If someone shows you who they are, believe them.

“The first time someone shows you who they are, believe them.” That is a quote from Maya Angelou. And if you listen to it carefully, you will hear a universal truth. We all reveal who we are, but sometimes it’s hard to see it.

Most people openly reveal their true thoughts and intentions. The problem is, sometimes others only hear what they want to hear, and see you for who they want you to be.

We are often blinded by our own desire to see people the way we desire them to be, rather than who they really are. We ignore bad behavior. We pay no attention when someone becomes uninterested. We scoff at the idea that they don’t care if they work for you, date you, or love you…or not.

And the truth is, it is our fault for ignoring their words and actions.

Yes, people always reveal themselves to us. The question is, whether (and how) we listen to what they have to say.

Let me give you an example. I was good friends with Sam for more than a decade. He and I traveled together, worked together and were best friends. I knew Sam had a big personality. He enjoyed being the center of attention. A lot. He’d tell stories about trips we had taken together, and rarely mention to anyone that I was even there. Famously, he threw a birthday party for me and only invited his friends. He was what could be called a bit of a narcissist.

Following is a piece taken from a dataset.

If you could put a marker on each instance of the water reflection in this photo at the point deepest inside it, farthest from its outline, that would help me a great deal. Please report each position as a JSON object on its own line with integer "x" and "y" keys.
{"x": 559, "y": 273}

We had a playful name for this behavior. Whenever he got a little too focused on him we’d call it “being all about Sam.” We’d make light of it, but what we were really doing was shining a light on something he knew about himself, but I refused to admit—Sam’s life revolved around Sam, and I was simply the friend who supported his narcissism.

Sam was clear about who he was—he liked being the center of attention, and he knew it, and made light of it.

Our friendship came to an end when I needed to be the center of attention, and needed a friend who cared less about himself for a moment, and allowed me to cry on his shoulder a bit.

He was not there for me, and told me “I talked too much about myself.” What he was really saying was that “It’s all about Sam” and there was no room for me.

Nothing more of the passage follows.